The above methods all rely on machine learning to combat machine learning. However, image forensics, which looks at parameters such as lighting, pixel correlation, and image continuity, is, perhaps, the most effective means to determine whether an image has been altered [5]. Of course, as deepfake technology advances, detection methods must also be reevaluated and improved. We now live in a world where perhaps we cannot trust what our ears and eyes tell us.

What Can We Do?

As deepfake videos become commonplace, it may become difficult to trust what our eyes and ears tell us. However, there are things that security professionals and the public at large can do.

  1. Have fun! By all means, enjoy the harmless videos. Laugh at the Sylvester Stallone deepfakes. Even better, if you are inclined to do so, experiment with the technology. Make your own videos and images. If you have two dogs, how about swapping their faces? Everyone wants to see what your rottweiler would look like with your chihuahua’s face. As a security professional, I find that understanding the underlying technology better prepares me to guard against malicious uses.
  2. Be cautious about what you post and where. Go ahead and use social media, but be aware of what you share and with whom.
  3.  For those using facial recognition in your systems, ensure to thoroughly and continually test against the latest deepfake technology and algorithms.
  4. For those using machine learning classifiers, adversarial testing is a must! Include adversarial testing in your machine learning pipeline.

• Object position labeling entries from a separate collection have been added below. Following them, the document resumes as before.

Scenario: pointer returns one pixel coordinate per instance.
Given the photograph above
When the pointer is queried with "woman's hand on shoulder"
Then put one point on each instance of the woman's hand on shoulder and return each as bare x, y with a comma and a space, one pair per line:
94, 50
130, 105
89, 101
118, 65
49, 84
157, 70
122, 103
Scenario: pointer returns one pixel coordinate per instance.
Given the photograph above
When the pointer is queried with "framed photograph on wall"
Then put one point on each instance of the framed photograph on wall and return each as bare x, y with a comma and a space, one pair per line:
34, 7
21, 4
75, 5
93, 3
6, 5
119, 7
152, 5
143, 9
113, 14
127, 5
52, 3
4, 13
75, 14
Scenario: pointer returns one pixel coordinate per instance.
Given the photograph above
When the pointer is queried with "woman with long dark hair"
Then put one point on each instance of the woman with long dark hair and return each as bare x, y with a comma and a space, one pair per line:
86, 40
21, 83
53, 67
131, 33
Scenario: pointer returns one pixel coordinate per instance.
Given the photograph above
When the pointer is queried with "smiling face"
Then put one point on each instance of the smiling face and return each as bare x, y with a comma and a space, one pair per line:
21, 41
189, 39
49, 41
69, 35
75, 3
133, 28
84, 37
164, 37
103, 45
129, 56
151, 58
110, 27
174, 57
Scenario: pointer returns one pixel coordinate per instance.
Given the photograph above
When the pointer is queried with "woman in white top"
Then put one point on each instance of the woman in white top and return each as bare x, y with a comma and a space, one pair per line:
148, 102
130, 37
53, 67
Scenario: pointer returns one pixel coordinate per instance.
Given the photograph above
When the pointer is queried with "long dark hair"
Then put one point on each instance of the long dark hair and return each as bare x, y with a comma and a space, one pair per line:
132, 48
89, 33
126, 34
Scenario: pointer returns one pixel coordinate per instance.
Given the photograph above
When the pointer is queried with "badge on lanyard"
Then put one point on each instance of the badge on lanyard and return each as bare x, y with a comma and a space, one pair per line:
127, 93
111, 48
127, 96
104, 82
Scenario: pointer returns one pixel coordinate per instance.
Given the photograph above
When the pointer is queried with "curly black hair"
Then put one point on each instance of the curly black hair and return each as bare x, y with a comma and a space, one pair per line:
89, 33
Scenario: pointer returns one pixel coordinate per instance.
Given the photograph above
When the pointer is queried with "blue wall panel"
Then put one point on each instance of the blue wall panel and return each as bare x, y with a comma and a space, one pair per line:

About the author: Dr. Donnie Wendt, DSc., is an information security professional focused on security automation, security research, and machine learning. Also, Donnie is an adjunct professor of cybersecurity at Utica College. Donnie earned a Doctorate in Computer Science from Colorado Technical University and an MS in Cybersecurity from Utica College.

References

[1] J. Kietzmann, L. W. Lee, I. P. McCarthy, and T. C. Kietxman, “Deepfakes: Trick or treat?,” Business Horizons, vol. 63, no. 2, pp. 135-146, 2020.
[2] Y. Huang, F. Jufei-Xu, R. Wang, Q. Guo, L. Ma, X. Xie, J. Li, W. Miao, Y. Liu, and G. Pu, “FakePolisher: Making deepfakes more detection-evasive by shallow reconstruction,” in Proceedings of the 28th ACM International Conference on Multimedia, 2020.
[3] T. Jung, S. Kim, and K. Kim, “DeepVision: Deepfakes detection using human eye blinking pattern.,” IEEE Access, vol. 8, pp. 83144-83154, 2020.
[4] R. Spivak, “Deepfakes: The newest way to commit one of the oldest crimes,” Georgetown Law Technology Review, vol. 3, no. 2, pp. 339-400, 2019.
[5] M. Albahar and J. Almaki, “DeepFakes: Threats and countermeasures systematic review,” Journal of Theoretical and Applied Information Technology, vol. 97, no. 22, pp. 3242-3250, 2019.
[6] P. Korshunov and S. Marcel, “Deepfakes: A new threat to face recognition? Assessment and detection,” arXiv.org, 2019.
[7] S. Hussain, P. Neekhara, M. Jere, F. Koushanfar, and J. McAuley, “Adversarial deepfakes: Evaluating vulnerability of deepfake detectors to adversarial examples,” in Proceedings of the IEEE/CVF Winter Conference on Applications of Computer Vision, 2021.
[8] T. T. Nguyen, C. M. Nguyen, D. T. Nguyen, D. T. Nguyen, and S. Nahavandi, “Deep learning for deepfakes creation and detection: A survey,” arXiv.org, 2020.
[9] H. Qi, Q. Guo, F. Juefei-Xu, X. Xie, L. Ma, W. Feng, Y. Liu, and J. Zhao, “DeepRythym: Exposing deepfakes with attentional visual heartbeat rhythms,” in Proceedings of the 28th ACM International Conference on Multimedia, 2020.